Traditionally, we have relied heavily on DMOs, such as South African Tourism to do our marketing for the destination. In this new world, there is a distinct shift in how we’re going to compete with other destinations and the ease of booking is one key aspect. This is a suggested approach, but will only become meaningful if we can support it as a collective.
David Ryan from Rhino Africa reports definite increased interest in travelling to Africa, especially from source markets like Spain, Germany and North America. He says clients are looking for more certainty around the eco-system and booking conditions.
Simply by offering a more flexible booking policy, Rhino Africa has been able to drive demand and conversion.
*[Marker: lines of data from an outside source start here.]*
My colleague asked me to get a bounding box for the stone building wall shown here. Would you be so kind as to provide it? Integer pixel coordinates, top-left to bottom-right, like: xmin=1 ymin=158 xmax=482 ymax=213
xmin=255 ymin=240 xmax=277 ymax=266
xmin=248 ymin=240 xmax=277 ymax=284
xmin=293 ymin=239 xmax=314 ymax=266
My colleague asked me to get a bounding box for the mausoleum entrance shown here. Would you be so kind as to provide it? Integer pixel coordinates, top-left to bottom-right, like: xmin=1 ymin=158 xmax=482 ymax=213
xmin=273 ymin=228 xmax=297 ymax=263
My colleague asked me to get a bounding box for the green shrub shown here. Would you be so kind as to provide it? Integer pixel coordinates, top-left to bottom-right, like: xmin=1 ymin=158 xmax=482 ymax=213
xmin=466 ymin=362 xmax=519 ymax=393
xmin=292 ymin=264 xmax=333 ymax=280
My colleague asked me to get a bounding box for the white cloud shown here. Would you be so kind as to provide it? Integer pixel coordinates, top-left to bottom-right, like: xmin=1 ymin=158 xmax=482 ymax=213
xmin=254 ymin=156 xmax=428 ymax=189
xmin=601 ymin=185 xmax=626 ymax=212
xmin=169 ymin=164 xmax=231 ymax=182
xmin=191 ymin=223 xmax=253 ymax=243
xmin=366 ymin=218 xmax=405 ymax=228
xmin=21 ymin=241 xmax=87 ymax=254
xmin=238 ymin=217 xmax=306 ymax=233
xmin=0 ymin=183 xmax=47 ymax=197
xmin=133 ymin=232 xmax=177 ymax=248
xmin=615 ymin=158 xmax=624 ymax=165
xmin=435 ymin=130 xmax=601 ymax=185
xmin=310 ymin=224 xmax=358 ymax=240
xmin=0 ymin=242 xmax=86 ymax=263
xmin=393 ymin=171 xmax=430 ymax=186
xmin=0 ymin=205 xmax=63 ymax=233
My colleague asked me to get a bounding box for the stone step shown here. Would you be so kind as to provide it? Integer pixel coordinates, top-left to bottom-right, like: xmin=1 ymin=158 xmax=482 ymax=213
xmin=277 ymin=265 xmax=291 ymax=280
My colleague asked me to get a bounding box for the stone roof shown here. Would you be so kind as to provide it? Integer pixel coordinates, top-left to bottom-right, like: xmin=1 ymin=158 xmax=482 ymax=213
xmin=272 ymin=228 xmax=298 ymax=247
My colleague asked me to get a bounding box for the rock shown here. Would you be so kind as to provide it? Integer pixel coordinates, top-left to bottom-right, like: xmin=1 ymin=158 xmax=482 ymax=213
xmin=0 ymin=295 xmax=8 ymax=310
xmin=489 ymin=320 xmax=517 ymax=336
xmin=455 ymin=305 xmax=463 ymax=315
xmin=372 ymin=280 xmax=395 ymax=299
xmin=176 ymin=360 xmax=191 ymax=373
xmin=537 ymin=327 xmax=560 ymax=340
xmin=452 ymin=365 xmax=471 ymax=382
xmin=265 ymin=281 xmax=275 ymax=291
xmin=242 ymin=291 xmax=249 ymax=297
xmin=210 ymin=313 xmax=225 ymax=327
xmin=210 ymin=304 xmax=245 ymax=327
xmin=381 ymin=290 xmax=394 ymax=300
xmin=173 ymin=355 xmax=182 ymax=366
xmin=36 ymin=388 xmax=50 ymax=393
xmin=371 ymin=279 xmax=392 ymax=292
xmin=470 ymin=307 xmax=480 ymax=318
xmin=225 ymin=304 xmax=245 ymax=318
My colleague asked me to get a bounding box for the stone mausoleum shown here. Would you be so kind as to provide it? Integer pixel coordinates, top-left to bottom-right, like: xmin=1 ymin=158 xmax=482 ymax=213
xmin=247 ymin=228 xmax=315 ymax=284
While Industry lobbies strongly for the lifting of Government-imposed travel bans, there’s an opportunity for us to align our T&Cs to provide greater certainty that if the customer or guest has to travel as a result of COVID-19, they will be covered.
The more flexible our cancellation policies are for the remainder of 2020, the less likely that travellers will cancel for fear of incurring fees, particularly for September and October. It must surely be in everyone’s interest to hold onto confirmed bookings as long as possible, to allow the fluid situation of inbound travel opening up to unfold.